I have an API gateway that manages all the communication flow between the frontend application and the back end services. Behind the gateway I have two microservices called identity provider and frontend microservice respectively. The identity provider manages things as login, registration and deliver access tokens. The frontend microservice contains an angular app. So, in a normal flow the user would authenticate with the identity provider that, in turn, open a login session stored in redis and gives the session id back as a cookie. The identity provider redirects the user to the frontend service that check the login status stored in redis and, only if authenticated, returns the angular app.

So, I am not using OAuth because I think I don't really need it at this very moment. Also I am not managing authentication at gateway level. Is it a good approach to have a microservice for the login and redis to store the session, so that all the other microservices can authenticate the user when needed? I see a lot of examples to implement authentication at gateway level, so is it a bad approach to delegate the microservice to authenticate the user? In a way that the gateway only works as a router. What do you think about this?

Storing user session on Redis is not bad practice, however using Redis for authorization/authentication purposes could result in security issues. In an ideal microservice architecture, services need to be as stateless as they can. By giving the authorization job to redis you are creating an extra layer that you need to manage on every request. What will happen when user info changes? You will need to update redis too and when it is out of sync with the Authorization server, then problems will start to emerge. It is also not bad practice to use separate Authorization server behind your gateway.

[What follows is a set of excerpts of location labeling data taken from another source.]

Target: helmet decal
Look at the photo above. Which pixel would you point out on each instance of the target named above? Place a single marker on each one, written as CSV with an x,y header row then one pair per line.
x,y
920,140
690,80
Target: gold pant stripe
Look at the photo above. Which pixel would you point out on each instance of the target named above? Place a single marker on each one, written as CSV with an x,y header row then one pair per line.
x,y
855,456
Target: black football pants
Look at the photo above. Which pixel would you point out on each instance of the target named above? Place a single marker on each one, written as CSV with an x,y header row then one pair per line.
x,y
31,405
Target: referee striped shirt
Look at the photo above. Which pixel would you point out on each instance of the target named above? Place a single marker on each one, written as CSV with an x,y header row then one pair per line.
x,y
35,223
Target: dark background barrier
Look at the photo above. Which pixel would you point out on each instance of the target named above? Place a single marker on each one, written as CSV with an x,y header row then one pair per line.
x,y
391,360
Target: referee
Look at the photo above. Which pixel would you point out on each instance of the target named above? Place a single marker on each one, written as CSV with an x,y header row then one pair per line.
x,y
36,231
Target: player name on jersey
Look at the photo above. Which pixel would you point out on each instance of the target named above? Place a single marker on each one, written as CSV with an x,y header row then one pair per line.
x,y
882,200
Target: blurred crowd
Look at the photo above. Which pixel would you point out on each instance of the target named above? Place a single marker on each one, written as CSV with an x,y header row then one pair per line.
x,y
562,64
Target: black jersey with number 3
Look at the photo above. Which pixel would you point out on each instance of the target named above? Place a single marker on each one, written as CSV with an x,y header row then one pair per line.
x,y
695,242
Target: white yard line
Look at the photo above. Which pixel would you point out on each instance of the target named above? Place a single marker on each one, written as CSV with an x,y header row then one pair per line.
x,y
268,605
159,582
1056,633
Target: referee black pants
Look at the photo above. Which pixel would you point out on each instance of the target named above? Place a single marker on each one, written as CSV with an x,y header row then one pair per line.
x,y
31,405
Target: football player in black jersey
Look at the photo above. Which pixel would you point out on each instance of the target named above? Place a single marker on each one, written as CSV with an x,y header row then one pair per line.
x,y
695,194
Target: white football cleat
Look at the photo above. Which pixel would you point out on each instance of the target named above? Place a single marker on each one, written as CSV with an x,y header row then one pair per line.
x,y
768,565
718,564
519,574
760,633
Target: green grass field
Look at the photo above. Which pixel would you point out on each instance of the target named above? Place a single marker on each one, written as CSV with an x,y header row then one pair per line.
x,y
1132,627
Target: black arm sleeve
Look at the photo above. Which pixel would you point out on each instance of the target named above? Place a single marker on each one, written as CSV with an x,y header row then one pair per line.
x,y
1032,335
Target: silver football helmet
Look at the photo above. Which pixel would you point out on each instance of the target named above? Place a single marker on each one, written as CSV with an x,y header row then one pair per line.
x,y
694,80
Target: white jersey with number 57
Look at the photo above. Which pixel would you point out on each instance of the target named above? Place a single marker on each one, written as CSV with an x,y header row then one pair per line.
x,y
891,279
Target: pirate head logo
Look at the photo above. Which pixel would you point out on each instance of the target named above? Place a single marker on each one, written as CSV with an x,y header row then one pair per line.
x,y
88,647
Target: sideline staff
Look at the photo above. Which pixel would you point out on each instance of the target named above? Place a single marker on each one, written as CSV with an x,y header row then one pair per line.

When you are using an API-GATEWAY,you must keep in mind that in Microservice architecture we have to handle cross cutting concerns in Api-Gateway.Means,once you put some functionality like security , logging , user tracking in one place to perform to entire application zone and when you want to change them,you change one place not entire microservices,.,.So,you can use oauth2 with spring cloud gateway or zull as a oauth2 client and use Oauth2 provider.After successful login,gateway performs TokenRelay(removes cookie from request and replace it with jwt token and send it to your microservices).Now you can use Redis as a HttpSession management in your gateway.Also with this approach you can use multiple instance of your services.